Seven models are proposed as ideas for collaboration, based on case studies from major financial institutions such as Barclays and RBS, as well as smaller fintechs like Atom Bank. These include sandboxes, holding hackathons and fintech product sourcing or joint ventures.
Published today by TheCityUK, Santander UK and Shearman & Sterling, it sets out how stronger collaboration could lead to a smoother and faster path of developing innovative new digital products and services. These partnerships, it says, will be vital in helping to cement the UK’s status as a leading fintech centre.
“Fintech is already transforming the industry, and giving customers easier access to a greater choice of financial services, but more can be done”, said Marcus Scott, COO of TheCityUK.
“Fintech start-ups and incumbents need to share expertise more effectively and work together more collaboratively to create new, innovative products and services. The key to success is choosing the right collaboration model and being clear and upfront.”

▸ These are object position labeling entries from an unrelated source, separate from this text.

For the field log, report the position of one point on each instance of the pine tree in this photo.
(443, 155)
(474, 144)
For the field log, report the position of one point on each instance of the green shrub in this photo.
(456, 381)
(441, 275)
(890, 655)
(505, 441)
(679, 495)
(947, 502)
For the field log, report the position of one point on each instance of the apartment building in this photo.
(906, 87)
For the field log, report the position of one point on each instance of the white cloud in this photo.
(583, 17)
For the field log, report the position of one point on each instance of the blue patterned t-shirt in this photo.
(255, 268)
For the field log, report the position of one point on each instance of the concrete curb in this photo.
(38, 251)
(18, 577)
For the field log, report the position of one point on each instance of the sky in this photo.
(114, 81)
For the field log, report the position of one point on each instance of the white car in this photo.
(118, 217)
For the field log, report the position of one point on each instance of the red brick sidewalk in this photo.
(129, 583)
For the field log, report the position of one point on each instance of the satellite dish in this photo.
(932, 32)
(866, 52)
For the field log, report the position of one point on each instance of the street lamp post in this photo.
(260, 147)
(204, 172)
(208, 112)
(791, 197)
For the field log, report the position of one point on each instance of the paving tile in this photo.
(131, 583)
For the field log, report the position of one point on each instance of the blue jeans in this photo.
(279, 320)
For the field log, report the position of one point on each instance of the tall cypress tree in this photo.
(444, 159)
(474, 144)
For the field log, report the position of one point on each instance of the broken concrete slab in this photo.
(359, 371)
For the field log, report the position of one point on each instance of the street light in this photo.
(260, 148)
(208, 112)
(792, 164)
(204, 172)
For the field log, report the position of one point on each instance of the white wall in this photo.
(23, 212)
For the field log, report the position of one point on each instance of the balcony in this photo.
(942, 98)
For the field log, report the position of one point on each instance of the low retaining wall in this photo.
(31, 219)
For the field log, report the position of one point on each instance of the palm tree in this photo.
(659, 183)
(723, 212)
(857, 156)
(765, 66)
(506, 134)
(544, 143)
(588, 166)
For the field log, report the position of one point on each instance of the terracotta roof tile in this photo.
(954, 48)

Entitled “Transformation and innovation: a guide to partnerships between financial services institutions and fintechs”, the seven models and their case studies each address a common issue and pitfall associated with these kinds of partnerships.
Frequent key legal hurdles faced by fintechs and banks range from risk allocation and costs control, to appropriate exit mechanisms. Significantly in the aftermath of Brexit, these partnerships will also need to more accurately address data protection and IP ownership, as GDPR is rolled out.
Santander’s partnership with US-based online lender Kabbage is used an example of the issues faced in corporate venture capital collaboration. The bank has now partnered with a number of fintechs through its corporate VC fund, InnoVentures, also including Tradeshift, Ripple and Curve.
Nathan Bostock, CEO of Santander spoke about its experience, saying: “By focusing on how to navigate the pain points that fintechs and established players may experience when working together and identifying a number of collaboration models, this new report should help fuel the next generation of financial services that don’t just meet but anticipate customer needs, delivering better experiences.”